I think it is important to read the page first if you wish to read The Terror, since this is a narrative taken from history. What is documented is a series of error after error. 

It brings such life to it, that even though Dan Simmons is imagining what may have happened, he crafted so many distinct voices that it seems just as plausible as what did happen. I love The Crucible for the same reason, Arthur Miller has the same skill at taking history and molding it to his vision as a means to replace the story so that we cannot tell fact from fiction.

In between the action, that in such a clean matter pieces together the story all the way to the end and leaves no detailed unexplained or unexamined, the characters are so full it is almost impossible to believe that this did not happen. 

This is about a group of white explorers, so that colonizer attitude is not ignored. If you want to see a book where men mansplain to other men, only to ensure their deaths in a land that was not theirs to fuck around without proper esteem and resect, this is the comeuppance tale for you. This habit of allowing prejudice and judgement to rule when it comes to their choices, is not just cruel against women, it was something that en masse men will have to turn away from in order to same themselves from themselves. Even back then they were doing it, but to each other! 

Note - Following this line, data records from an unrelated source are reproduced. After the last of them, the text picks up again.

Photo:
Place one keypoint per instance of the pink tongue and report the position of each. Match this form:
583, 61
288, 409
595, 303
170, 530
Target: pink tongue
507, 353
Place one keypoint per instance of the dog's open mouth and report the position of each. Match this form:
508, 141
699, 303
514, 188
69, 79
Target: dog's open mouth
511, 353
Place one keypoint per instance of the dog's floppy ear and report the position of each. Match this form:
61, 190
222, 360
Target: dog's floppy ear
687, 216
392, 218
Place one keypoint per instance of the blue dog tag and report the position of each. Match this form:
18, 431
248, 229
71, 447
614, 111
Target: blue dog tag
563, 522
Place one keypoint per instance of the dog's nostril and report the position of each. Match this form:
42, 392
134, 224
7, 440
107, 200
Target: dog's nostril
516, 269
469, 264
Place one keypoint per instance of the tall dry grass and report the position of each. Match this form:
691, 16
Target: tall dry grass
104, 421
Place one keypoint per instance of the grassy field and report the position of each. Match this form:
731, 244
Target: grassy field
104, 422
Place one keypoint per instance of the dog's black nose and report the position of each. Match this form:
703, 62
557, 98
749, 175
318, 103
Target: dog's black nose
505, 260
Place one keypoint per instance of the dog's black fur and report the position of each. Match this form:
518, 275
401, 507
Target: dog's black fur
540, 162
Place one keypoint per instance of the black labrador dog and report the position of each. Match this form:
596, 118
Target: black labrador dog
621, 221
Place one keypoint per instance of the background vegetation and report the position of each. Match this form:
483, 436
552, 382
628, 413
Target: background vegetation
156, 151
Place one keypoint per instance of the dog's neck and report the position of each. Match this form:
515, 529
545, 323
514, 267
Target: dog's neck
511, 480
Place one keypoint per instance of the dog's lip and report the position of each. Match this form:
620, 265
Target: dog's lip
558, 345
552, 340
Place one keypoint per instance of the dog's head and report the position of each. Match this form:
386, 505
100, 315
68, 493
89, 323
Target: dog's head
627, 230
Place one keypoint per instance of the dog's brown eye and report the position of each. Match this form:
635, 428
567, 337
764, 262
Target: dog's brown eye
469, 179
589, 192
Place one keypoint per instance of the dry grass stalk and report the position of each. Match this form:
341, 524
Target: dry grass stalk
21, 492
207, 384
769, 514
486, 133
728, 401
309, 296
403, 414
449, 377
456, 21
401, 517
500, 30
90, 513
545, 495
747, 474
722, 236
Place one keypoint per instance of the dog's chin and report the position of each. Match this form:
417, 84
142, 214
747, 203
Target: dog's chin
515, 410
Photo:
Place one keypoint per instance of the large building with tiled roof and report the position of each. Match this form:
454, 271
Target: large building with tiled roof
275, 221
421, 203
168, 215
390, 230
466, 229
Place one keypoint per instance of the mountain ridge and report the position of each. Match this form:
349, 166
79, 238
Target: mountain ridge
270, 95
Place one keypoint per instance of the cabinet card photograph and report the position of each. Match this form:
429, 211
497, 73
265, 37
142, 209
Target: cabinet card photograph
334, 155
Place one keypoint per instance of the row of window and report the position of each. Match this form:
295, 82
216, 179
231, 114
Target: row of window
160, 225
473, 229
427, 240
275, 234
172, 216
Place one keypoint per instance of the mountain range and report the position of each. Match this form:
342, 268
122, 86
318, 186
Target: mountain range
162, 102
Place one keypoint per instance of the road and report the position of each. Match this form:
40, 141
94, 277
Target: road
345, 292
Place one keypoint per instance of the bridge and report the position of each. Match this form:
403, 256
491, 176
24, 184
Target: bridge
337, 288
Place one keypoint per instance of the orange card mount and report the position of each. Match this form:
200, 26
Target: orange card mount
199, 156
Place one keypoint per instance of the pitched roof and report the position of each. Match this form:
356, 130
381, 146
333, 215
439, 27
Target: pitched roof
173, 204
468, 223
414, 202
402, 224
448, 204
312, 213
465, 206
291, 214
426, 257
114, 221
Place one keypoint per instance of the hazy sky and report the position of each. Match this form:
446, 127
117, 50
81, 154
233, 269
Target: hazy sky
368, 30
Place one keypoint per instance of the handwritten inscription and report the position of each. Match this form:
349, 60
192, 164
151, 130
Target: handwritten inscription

I feel the moral is don’t do it, don’t be so obstinate, get your head out of our ass, and be ready to listen or else you are going to die. But also no one really deserves to die of scurvy, starvation, hopeless, and far from home. No one should have to carry the burden of such graceless and cruel deaths. 

Unlike some other recent stories I read (Shifts), there is a range of loves in this story. There is range of competence, malevolence, and deserving of their fate. But in the end, even for the worst of the men, I did not want them to succumb as I knew they would. 

One of the gay relationships described is soul crushing. I cried several times, and even now I can think about them without feeling sad. This is like anytime I have a conversation about the old man in Shawshank Redemption, I work myself up and feel it as much as the first time I sobbed at that scene. Listen, I cried so hard. 

Why do I like survival novels in which no one survives? Why put myself through the anxiety only to come out knowing it wouldn’t matter? I can only say that it is worth it with book to go on that journey even knowing that is will be impossible to survive. 

Read it, read it, read it.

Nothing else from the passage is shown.